ADHD is a Neuro developmental disorder and has a strong biological/hereditary predisposition.

 

Although these children do not look physically handicapped, they are neurologically handicapped.

 

This handicap manifests itself in the way they behave.

 

(7th Core principles for managing ADHD, adapted from Russell Barkley, by Dr R. McCarthy, developmental paediatrician)

 

ADHD INDIVIDUALS MAY BE…

 

Hyperactive – restless, can’t sit still, very active, talk a lot, have trouble following instructions, and hard to move from recess back to work.

 

Impulsive – don’t stop to think before doing, don’t follow rules, don’t benefit from corrections or even their own mistakes, talk out of turn & interrupt others.

 

Inattentive – hard to get their attention, easily distracted, seem not to listen, tend to lose or forget things, disorganised, have trouble keeping their mind on the job. If they are primarily inattentive it is called Attention Deficit Disorder (ADD), if they are also hyperactive it is called Attention Deficit Hyperactivity Disorder (ADHD).

 

They may also be…

 

Disorganised – Because they cannot keep their mind on what they are doing they tend to be disorganised, and their memory is often unreliable because they don’t organise the information in a way that it can be easily remembered.

 

Variability in performance – They may know how to do a particular task, but cannot maintain the concentration, or organise themselves to do it today even though they did it fine yesterday. This can be extremely frustrating for caregivers.

 

Uncoordinated- Some have difficulties with fine motor co-ordination, such as tying shoe laces, or hand writing.

 

Other specific learning disabilities – 40% of ADHD individuals have some other learning disability (maths, reading, sequencing, perception, receptive or expressive language) in addition to the other difficulties associated with ADHD.

 

Socially clumsy – Often ADHD individuals misread facial expressions and body language.
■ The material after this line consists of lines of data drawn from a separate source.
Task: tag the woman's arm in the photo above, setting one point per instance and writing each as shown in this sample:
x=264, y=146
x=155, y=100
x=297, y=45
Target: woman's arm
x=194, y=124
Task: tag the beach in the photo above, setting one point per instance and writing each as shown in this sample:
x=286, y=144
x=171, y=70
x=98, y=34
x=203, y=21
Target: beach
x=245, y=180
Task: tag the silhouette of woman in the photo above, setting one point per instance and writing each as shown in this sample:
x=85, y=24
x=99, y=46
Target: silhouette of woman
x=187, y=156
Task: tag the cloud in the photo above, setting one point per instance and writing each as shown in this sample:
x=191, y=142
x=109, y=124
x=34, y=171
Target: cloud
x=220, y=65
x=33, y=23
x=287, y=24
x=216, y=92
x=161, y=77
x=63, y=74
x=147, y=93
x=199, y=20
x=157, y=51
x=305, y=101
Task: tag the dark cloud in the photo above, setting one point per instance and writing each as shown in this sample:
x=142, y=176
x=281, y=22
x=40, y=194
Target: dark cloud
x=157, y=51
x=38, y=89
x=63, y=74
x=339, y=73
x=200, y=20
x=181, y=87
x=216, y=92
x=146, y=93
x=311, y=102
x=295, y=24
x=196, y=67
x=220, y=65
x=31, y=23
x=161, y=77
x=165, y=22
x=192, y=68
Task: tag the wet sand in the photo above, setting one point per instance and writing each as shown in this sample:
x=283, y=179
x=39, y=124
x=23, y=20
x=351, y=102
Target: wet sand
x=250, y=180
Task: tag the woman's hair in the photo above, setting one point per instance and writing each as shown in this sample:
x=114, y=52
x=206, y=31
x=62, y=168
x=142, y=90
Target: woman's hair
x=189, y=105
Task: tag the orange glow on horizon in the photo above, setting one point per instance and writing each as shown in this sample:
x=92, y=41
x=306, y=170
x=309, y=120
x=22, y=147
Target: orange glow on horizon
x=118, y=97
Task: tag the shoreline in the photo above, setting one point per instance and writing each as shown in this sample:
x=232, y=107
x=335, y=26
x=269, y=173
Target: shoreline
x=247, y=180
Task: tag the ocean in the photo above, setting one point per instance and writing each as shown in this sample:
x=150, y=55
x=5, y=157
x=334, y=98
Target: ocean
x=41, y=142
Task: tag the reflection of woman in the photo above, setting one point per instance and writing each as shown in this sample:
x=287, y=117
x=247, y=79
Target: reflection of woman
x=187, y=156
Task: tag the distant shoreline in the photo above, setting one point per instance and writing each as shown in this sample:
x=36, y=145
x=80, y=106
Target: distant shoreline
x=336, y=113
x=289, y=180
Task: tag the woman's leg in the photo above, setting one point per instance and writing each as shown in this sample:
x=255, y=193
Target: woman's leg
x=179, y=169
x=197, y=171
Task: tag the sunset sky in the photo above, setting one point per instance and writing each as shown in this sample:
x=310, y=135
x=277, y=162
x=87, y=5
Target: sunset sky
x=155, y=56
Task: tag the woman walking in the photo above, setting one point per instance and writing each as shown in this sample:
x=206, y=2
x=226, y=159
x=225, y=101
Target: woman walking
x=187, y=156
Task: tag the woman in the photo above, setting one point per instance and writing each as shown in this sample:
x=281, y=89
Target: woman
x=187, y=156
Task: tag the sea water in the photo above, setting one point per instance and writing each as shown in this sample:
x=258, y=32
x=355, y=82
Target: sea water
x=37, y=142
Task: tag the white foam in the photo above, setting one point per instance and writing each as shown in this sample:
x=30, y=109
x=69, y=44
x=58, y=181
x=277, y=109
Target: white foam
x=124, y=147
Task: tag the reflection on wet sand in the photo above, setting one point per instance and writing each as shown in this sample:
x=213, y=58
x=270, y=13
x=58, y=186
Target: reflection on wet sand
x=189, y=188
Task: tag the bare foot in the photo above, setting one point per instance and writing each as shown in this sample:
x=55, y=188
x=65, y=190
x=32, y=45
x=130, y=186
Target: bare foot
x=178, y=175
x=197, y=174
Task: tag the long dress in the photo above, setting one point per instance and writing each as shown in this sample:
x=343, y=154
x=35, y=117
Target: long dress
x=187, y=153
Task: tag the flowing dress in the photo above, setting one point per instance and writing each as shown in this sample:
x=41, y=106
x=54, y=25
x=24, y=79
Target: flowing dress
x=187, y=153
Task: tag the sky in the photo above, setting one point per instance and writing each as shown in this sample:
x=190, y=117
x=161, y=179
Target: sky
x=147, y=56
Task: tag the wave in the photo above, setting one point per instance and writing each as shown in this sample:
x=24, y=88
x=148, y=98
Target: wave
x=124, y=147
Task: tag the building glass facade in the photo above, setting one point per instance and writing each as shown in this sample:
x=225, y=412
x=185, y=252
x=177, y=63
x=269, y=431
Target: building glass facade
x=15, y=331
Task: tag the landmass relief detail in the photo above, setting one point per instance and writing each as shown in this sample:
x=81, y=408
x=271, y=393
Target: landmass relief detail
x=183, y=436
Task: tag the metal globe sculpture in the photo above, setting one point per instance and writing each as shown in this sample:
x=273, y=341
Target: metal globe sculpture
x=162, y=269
They can dominate friends and make others feel uncomfortable because of their intensity.

 

Insatiable- Nothing satisfies them for very long. When they get it into their head that they want something, they don’t let up, able to keep going on and on and whingeing long after others have given up.

 

(Adapted from Burnside 2000)

 

CORE PRINCIPLES FOR MANAGING ADHD
1. Greater immediacy of Consequences – Use feedback and consequences as quickly as possible following the unacceptable target behaviours.
2. Increased frequency of consequences – ADHD individuals require constant feedback to assist them to better control their behaviours and work productively.
3. Use of more pronounced, important consequences – seem to need greater consequences than others.
4. Act – Don’t Yack – the more you talk, the more you postpone using more appropriate consequences. ADHD is not due to a failure of knowledge or reasoning, they simply need feedback swiftly and often.
These next two are particularly helpful for children…
5. Positives before negatives When attempting to change a problematic behaviour, first phrase it in the positive or affirmative; what do you want them to be doing. Set up a reward program to encourage further development of this behaviour. After 7-14 days of implementing your incentive program, begin selectively punishing the child for the display of the inappropriate alternative behaviour. Punishment used first and used frequently often fails to manage behaviour when it does not occur in the context of adequate ongoing rewards.
6. Anticipate problems; Have a plan – When you can anticipate what settings and contexts bring out their unacceptable their behaviours, you can set up a plan to manage the problem before it occurs, you can reduce the likelihood of the problem arising.  Therefore, just before the ADHD individual moves into a problem situation, do these 5 steps.

 

  1. Review 2-3 rules with the individual that they have trouble following in that situation

 

  1. Set up a small immediate incentive for the person to earn if they successfully follow the rules and review this with the child

  

  1. Set up a small immediate consequence for disobeying the rules. Again, review this with the child/individual

 

  1. As you enter the situation, begin giving the individual feedback for their successful adherence to the plan.

  

  1. Deliver your consequences immediately upon the occurrence of the positive/negative behaviours.

 

7. Keep a disability perspective – Always remember this individual is disabled even if the disability is not visible.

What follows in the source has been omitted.